RICHMOND -- Despite vociferous opposition from business leaders, the City Council late Tuesday voted to take another step toward establishing one of the highest local minimum wages in the region.
"I'm going to support this ... But having said that, I do this with mixed feelings and some skepticism," said Councilman Tom Butt. "Frankly, I don't know whether this is going to work or not."
The council unanimously directed staff to come back in two weeks with an ordinance drawn up with at least seven special exemptions to a new local minimum wage. Exemptions to the ordinance, crafted by Butt and councilman Jim Rogers, include not paying higher minimum wages to workers under age 18, those at businesses with fewer than 10 employees and employees who are regularly tipped.
The ordinance is the latest iteration of a minimum wage hike that seemed like a foregone conclusion last month when a majority of the council put the brakes on Mayor Gayle McLaughlin's push to enact a phased-in wage hike to $12.30 by 2017 without a staff study into possible effects.
As word spread and opposition mounted, McLaughlin's coalition splintered and City Manager Bill Lindsay was directed to reach out to the local business community to solicit feedback.
The feedback came in the form of a staff report and more than 20 speakers Tuesday.
City staff reported that 53 local businesses responded to a survey in the past two weeks and only 23 said they would comply with the law without exploring other options, including reducing their workforce, cutting hours or considering moving to a nearby city.
Even council supporters said they were moving forward cautiously and making exemptions to reduce possible impacts.
"There is a serious threat of job loss," Rogers said.
Nathan Trivers, who owns the Up & Under Pub in Point Richmond, said the ordinance imperils his business and if forced to pay higher wages to some of his 35 employees, he will either have to lay off workers or face closure.
"I don't know what sword I will have to fall on," Trivers said.
But other local residents and some experts urged the council to move forward with the wage hike and to reduce the lengthening list of exemptions.
Ken Jacobs, chairman of UC Berkeley's Labor Center, said the exemptions create harmful incentives that could cause discrimination against younger workers and sap the law's effectiveness.
"Simplicity is vital" in wage ordinances, he said.
The council ultimately split the difference among experts, pro-wage hike residents and unions and the concerns of business owners and industry groups, including the local Chamber of Commerce.
Staff estimated 2,000 to 4,000 local jobs pay minimum wage and some will be exempted by the proposed ordinance.
The proposed law sets a transition period beginning with the effective date of the ordinance, usually 30 days after passage, and ending Dec. 31, during which the minimum wage would be $9.
The wage would rise to $9.60 in 2015, $11.52 in 2016 and $12.30 in 2017, making it the highest in the state if no other cities adopt larger increases.

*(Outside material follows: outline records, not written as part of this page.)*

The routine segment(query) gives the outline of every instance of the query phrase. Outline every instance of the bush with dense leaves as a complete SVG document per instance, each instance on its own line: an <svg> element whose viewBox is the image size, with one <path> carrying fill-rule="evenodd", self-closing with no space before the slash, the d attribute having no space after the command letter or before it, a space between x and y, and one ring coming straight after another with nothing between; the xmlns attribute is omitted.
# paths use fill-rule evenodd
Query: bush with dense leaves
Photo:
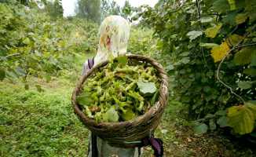
<svg viewBox="0 0 256 157"><path fill-rule="evenodd" d="M204 133L219 126L240 134L252 132L255 1L159 1L144 10L142 22L159 38L159 57L170 76L173 98L188 107L190 118L200 119L195 130Z"/></svg>
<svg viewBox="0 0 256 157"><path fill-rule="evenodd" d="M0 78L56 75L72 68L75 53L96 50L97 25L80 19L54 21L38 8L0 3Z"/></svg>

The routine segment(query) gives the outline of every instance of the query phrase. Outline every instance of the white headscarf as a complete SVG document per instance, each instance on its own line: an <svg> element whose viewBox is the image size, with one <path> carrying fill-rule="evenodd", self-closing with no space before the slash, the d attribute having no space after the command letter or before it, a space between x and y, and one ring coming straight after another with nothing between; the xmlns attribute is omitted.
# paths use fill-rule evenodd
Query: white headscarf
<svg viewBox="0 0 256 157"><path fill-rule="evenodd" d="M125 54L129 36L130 25L126 20L120 16L106 17L99 29L100 40L94 64Z"/></svg>

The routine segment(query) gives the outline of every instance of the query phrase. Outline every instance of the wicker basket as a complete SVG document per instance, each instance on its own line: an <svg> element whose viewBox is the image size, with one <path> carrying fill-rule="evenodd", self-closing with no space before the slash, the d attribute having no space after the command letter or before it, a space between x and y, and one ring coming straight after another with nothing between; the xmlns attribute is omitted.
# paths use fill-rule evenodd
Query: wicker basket
<svg viewBox="0 0 256 157"><path fill-rule="evenodd" d="M120 122L96 122L94 119L86 117L81 111L76 101L76 97L82 89L82 84L86 78L105 66L108 61L93 67L86 75L82 75L77 84L72 94L72 104L75 112L81 119L86 126L95 135L107 141L111 145L119 148L131 148L139 146L141 139L148 137L159 123L163 109L167 103L168 82L167 75L163 67L155 60L139 56L129 55L129 64L145 62L151 64L157 70L158 77L160 78L159 97L158 101L143 115L132 120Z"/></svg>

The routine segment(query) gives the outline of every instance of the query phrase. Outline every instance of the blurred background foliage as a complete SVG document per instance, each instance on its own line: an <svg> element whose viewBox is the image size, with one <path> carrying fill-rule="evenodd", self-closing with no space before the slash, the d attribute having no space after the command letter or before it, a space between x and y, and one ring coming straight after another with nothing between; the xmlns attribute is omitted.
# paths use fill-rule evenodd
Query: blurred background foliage
<svg viewBox="0 0 256 157"><path fill-rule="evenodd" d="M129 53L156 59L168 73L170 106L156 131L167 152L184 149L177 141L192 141L176 138L175 125L196 134L228 132L254 144L255 10L249 0L159 0L153 8L79 0L76 15L63 17L61 0L0 0L0 153L83 154L87 131L68 106L83 61L97 52L99 24L109 15L132 23ZM183 151L181 156L189 155Z"/></svg>

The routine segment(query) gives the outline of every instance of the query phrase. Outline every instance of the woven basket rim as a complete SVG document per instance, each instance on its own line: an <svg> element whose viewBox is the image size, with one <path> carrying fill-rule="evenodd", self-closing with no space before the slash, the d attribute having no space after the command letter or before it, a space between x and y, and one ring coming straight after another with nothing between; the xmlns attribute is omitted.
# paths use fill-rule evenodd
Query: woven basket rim
<svg viewBox="0 0 256 157"><path fill-rule="evenodd" d="M164 72L164 69L163 66L157 63L154 59L150 58L148 57L144 57L141 55L134 55L134 54L129 54L129 55L125 55L128 57L128 58L136 58L138 57L141 59L141 61L146 61L147 63L149 63L147 60L151 60L151 62L155 62L158 66L163 69L163 74L159 75L159 78L160 78L160 87L159 87L159 93L161 92L166 92L165 95L166 97L168 97L168 91L163 91L163 81L166 82L165 84L167 84L167 76L166 74ZM140 61L140 60L139 60ZM160 96L158 98L158 100L155 102L154 105L152 105L144 114L139 115L133 119L128 120L128 121L123 121L123 122L97 122L93 119L89 118L86 116L79 108L79 104L76 101L76 97L78 96L79 93L81 91L82 86L83 86L83 83L86 82L86 78L89 78L95 70L99 69L100 68L106 66L109 63L109 60L104 61L102 63L100 63L97 64L96 66L93 66L92 69L90 69L87 74L83 75L79 82L77 83L73 93L72 93L72 97L71 97L71 104L73 106L73 108L75 110L75 112L82 119L82 120L84 122L86 126L90 126L90 127L95 127L95 128L99 128L99 127L104 127L104 126L112 126L112 127L115 127L117 126L126 126L126 125L133 125L133 124L138 124L140 123L141 121L143 121L148 117L151 114L154 114L156 112L157 109L159 108L159 101L160 101ZM152 63L149 63L154 68L155 68L155 66L154 66ZM164 85L167 86L167 85ZM167 99L167 98L166 98ZM165 103L166 104L166 103Z"/></svg>

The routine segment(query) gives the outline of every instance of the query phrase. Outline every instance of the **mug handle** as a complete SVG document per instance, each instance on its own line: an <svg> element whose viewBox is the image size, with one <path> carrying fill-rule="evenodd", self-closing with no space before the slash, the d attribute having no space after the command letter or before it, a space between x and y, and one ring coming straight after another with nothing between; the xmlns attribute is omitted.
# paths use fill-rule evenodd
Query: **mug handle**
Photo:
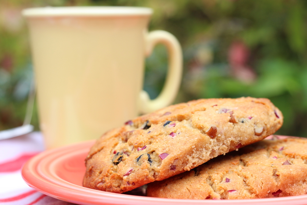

The ordinance would peg the minimum wage to the Consumer Price Index for the Bay Area each Jan. 1, beginning in 2018.
The state's minimum wage is set to rise to $9 per hour in July and to $10 per hour in January 2016.
McLaughlin said she was disappointed with the array of exemptions authored by Rogers and Butt but supported the ordinance because she didn't have the votes for a stronger law.
"I have considerable problems with this, but I will vote for it because I believe it will move us forward," McLaughlin said.